Shelly Shulman, the president of the Managerial Employees Association, which has 16,000 members who are ineligible for union representation, said in an April 13 phone interview that they were concerned that they would be excluded from the program.

‘Don’t Exclude Us’
“We want to see transparency and as many people as possible eligible to take it, and we don’t want to see anyone harmed because they don’t have a union,” he said. “It should be based on what the legislation said, not on union politics.” Mr. Shulman noted that MEA members were often required to serve in jobs that left them vulnerable to infection.

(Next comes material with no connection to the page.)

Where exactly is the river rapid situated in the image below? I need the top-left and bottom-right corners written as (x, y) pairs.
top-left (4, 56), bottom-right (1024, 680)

“We lost Derik Braswell, who worked at Elmhurst Hospital in Queens-Ground Zero for the pandemic,” he said. “He, along with others, had to go out on the hospital floor and help feed the patients.” Mr. Braswell was part of a trio of employees at Elmhurst Hospital that included Wayne Edwards and Communications Workers of America Local 1180 shop steward Priscilla Carrow, who managed the personal protective equipment inventory and all died early on in the pandemic.

‘Give Managers Fair Shot’
“Older people are happy to see the possibility of early retirement, but everyone is paranoid other people are going to get it and they won’t,” Mr. Shulman said. “Managers should have a fair shot based on their title.”

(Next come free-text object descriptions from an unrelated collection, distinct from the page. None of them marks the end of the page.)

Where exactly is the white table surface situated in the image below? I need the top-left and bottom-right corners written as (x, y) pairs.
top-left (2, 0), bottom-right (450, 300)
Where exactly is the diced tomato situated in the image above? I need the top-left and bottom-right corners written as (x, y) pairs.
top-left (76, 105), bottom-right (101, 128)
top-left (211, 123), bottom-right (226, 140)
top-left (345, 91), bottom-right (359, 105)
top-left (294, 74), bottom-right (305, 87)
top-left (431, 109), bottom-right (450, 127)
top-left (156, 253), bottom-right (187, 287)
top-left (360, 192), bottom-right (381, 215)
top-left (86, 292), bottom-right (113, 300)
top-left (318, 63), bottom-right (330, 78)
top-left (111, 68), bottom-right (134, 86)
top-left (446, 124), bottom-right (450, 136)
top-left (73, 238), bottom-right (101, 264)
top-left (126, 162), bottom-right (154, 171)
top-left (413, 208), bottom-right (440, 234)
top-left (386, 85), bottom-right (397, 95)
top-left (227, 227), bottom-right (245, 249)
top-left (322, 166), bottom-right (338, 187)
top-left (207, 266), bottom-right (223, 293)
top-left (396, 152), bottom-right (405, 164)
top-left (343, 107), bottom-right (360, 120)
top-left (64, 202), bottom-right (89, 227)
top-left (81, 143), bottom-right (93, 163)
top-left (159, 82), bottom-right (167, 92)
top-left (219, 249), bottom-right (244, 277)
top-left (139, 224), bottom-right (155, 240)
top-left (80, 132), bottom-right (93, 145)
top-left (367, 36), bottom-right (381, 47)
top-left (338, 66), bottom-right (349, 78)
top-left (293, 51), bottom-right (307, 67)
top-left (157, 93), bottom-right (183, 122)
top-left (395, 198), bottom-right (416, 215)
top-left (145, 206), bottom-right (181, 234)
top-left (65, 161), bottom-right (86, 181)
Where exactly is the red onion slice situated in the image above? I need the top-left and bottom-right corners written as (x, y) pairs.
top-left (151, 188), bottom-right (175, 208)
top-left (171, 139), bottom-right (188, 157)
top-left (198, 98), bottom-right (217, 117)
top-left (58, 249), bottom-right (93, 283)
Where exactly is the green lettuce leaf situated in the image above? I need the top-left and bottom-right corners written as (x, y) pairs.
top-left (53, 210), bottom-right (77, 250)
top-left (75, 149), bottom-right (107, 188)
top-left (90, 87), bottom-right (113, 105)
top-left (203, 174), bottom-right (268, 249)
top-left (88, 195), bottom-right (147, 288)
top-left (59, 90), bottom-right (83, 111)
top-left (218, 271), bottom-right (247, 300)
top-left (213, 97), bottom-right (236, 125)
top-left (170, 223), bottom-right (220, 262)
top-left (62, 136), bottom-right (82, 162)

“We are working with the unions right now to try and figure out just who will be eligible, but there are far fewer people who will actually qualify,” City Council Member I. Daneek Miller, who chairs the Committee on Civil Service and Labor, said during an April 13 phone interview.

He explained that the de Blasio administration had to assess the consequences if significant numbers of people in some job titles took the incentive “on the impact on the services getting delivered.” The lack of civil service exams the city has given since the pandemic meant there was a limited pool of replacements on hiring lists.

“The city hasn’t done a lot of hiring in a lot of titles over the years,” he said. “We have to really take a look at how efficiently we have been, or not been, delivering services. Just how prepared are we?”

Mr. Miller said raised concerns before about the lack of replacements for a municipal government that “even before COVID was likely to see two thirds of its workforce eligible for retirement over the next five years.”

Current Attrition a Factor
Gauging which employees, and in which agencies, the city can afford to lose will be informed by the existing attrition rates for those jobs. The Independent Budget Office just reported that last year the city’s headcount shrank by 8,000. The Mayor had implemented an attrition plan early in the pandemic to not fill 5,000 civilian-employee jobs as they became vacant, allowing agencies to fill just one of every three positions as staffers left. For 2021, the planned headcount reductions included 723 in the Department of Social Services, 308 for the Administration for Children’s Services, 297 for the Department of Health and Mental Hygiene, 175 at the City University of New York and 141 for the Department of Parks and Recreation.

Last year, according to the IBO, the largest headcount declines were in the NYPD, which lost 1,802 uniformed employees; the Department of Education, which lost 1,767 pedagogical staffers; and the 893 uniformed staffers lost by the Department of Correction, the 558 civilian NYPD staff who departed; and 536 uniformed workers in the Department of Sanitation and 486 in the Fire Department.